In other words: Tsunoda’s useful. But “useful” is a loaded word in this sport, especially for a driver who’s already tasted a Red Bull promotion and then had it taken away. Mekies didn’t try to dress up reserve life as a happy ending.
“Of course, we wish for him that there is an opportunity that comes soon because racing drivers are meant to race,” he added.
That line matters. Not because it guarantees Tsunoda anything — it doesn’t — but because it’s rare to hear a senior Red Bull figure frame his situation as unfinished business rather than a neat, final verdict. Mekies went further, effectively putting Tsunoda’s name back into circulation by saying the quiet part out loud: the pace has been there, and Red Bull’s recent second-car performance hasn’t been good enough.
“We are conscious that we haven’t been as strong as we would have liked in the past in terms of the second-car performance at Red Bull Racing,” Mekies said. “It’s something we are taking the learnings, we are trying to improve day after day… Yuki has shown significant speed in the past and we wish for him that another opportunity comes along the way.”
That’s as close as you’ll get to an admission that the Tsunoda chapter wasn’t just about Tsunoda.
Still, none of it changes the immediate reality: Hadjar is the one in the car, and early signs suggest Red Bull has moved on — quickly.
Hadjar’s promotion came after just a single season at Racing Bulls, and he’s wasted no time making himself at home. Mekies described a driver who has treated the step like a full-scale life project, relocating to London in early January and essentially living at the factory when he isn’t travelling. The team boss painted a picture of obsessive integration: constant simulator time, deep dives with engineers, even flying back between the two Bahrain tests specifically to do more work on the sim before returning.
That’s not just box-ticking. With this generation of cars, and especially with an outfit as tightly wound as Red Bull, the speed is only half the job. The other half is earning the trust that you can steer the programme with the same clarity the lead driver does — in debriefs, in correlation, in the endless detail that decides whether an upgrade sticks or gets binned.
And in the headlines, Hadjar’s already delivered the sort of moments that buy you breathing room.

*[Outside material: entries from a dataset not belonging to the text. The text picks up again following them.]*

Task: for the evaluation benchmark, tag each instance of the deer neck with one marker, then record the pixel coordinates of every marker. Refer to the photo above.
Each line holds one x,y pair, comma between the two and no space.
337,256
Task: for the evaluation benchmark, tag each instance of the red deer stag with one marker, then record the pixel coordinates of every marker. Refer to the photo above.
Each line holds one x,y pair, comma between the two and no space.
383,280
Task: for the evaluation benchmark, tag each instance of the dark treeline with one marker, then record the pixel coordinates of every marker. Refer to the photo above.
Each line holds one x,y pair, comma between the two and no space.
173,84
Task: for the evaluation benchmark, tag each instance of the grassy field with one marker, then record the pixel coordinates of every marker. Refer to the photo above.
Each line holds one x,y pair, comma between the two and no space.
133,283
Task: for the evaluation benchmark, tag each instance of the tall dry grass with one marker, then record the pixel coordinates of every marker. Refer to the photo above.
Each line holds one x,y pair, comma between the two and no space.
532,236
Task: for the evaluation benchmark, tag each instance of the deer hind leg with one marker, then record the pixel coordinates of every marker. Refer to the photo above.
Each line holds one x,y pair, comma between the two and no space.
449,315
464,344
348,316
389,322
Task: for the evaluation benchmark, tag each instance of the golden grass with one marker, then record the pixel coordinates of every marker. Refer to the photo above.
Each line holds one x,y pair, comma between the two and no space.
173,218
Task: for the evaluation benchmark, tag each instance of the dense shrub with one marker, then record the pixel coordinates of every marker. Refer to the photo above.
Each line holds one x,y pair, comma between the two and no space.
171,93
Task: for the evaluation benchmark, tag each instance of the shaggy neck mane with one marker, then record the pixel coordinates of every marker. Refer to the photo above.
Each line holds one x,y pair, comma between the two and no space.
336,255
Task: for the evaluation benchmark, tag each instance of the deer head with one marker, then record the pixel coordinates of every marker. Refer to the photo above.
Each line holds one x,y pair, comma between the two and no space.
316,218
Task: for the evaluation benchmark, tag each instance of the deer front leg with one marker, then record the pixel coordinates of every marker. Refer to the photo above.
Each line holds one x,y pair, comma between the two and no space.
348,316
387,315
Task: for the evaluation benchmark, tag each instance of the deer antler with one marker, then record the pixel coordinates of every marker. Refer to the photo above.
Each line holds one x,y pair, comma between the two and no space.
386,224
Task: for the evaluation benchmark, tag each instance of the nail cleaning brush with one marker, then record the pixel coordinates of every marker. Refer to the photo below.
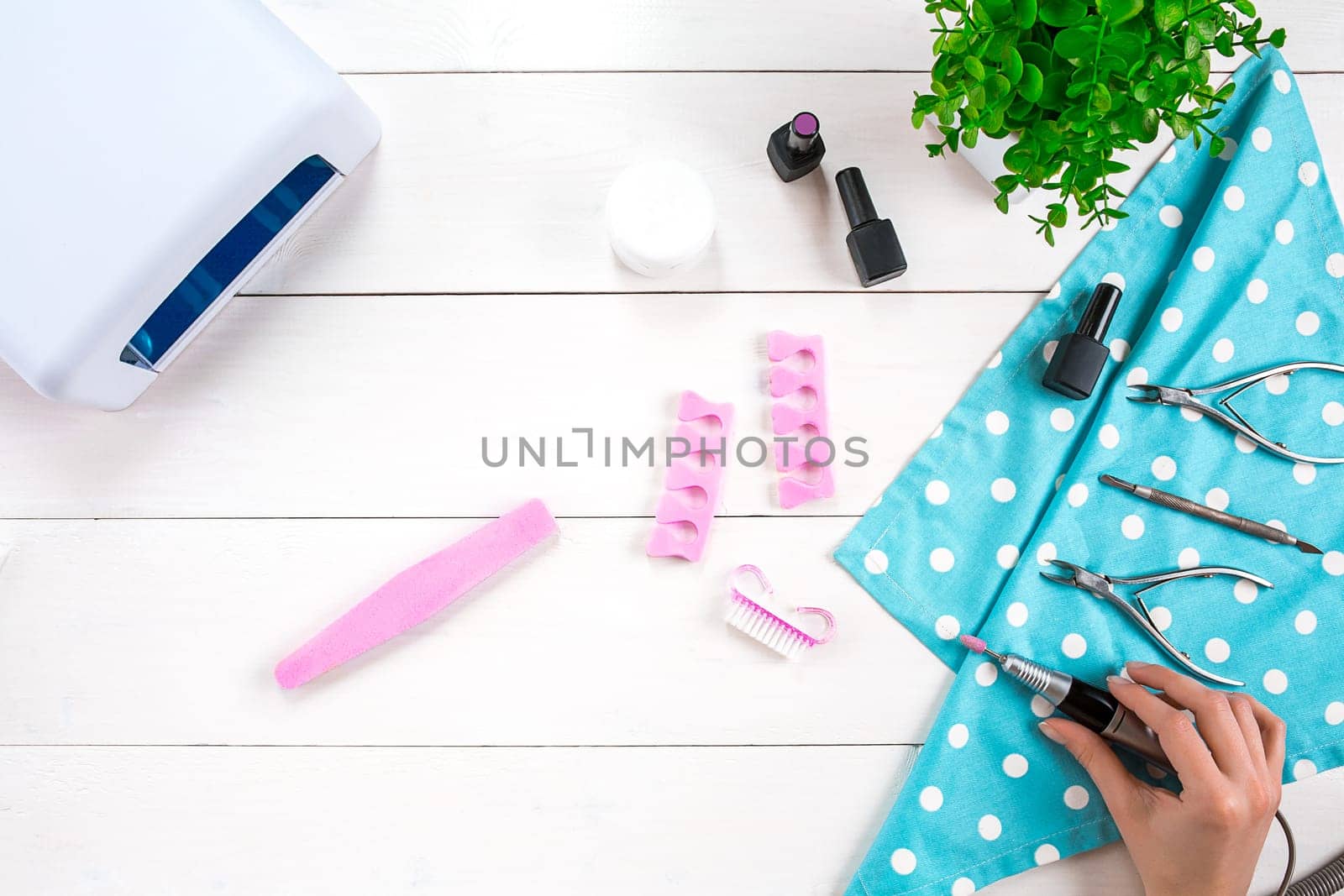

He was fighting for a potential podium in Australia before an engine issue intervened. He scored his first points as a Red Bull driver in China. He finished 12th in Japan. Across all three grands prix, he’s also been inside the top 10 in qualifying — including a standout first weekend where Mekies noted a P3 in Melbourne.
Mekies’ verdict was straightforward: “Isack is in a great place right now.”
That’s the pinch point for Tsunoda. There’s no obvious crack to exploit, no “caretaker” vibe to Hadjar’s seat, no sense that Red Bull is waiting for Tsunoda to rescue them from their own decision. If anything, Mekies’ comments read like a team investing hard in the driver it’s chosen — and hoping Tsunoda lands on his feet elsewhere.
Which is why Tsunoda’s best argument for a 2026 grid return might end up being less about Red Bull and more about the wider market. Mekies didn’t promise anything, but he did something nearly as valuable in F1: he validated Tsunoda as a credible race driver in public, with enough speed to deserve “another opportunity”.
In this paddock, that sort of endorsement can travel. It also subtly reframes Tsunoda’s season in the Red Bull seat — not as a failed audition, but as a difficult stint in a car that demanded more than it gave, inside a team that admits it has work to do on its second-car performance.
For now, Tsunoda is stuck doing what reserve drivers do: adding value in private while watching the racing in public. But if Mekies’ message was meant to be heard beyond the Red Bull campus, it was clear enough — Tsunoda’s not being written off as a driver, just as a Red Bull race driver.
And in Formula 1, those are two very different things.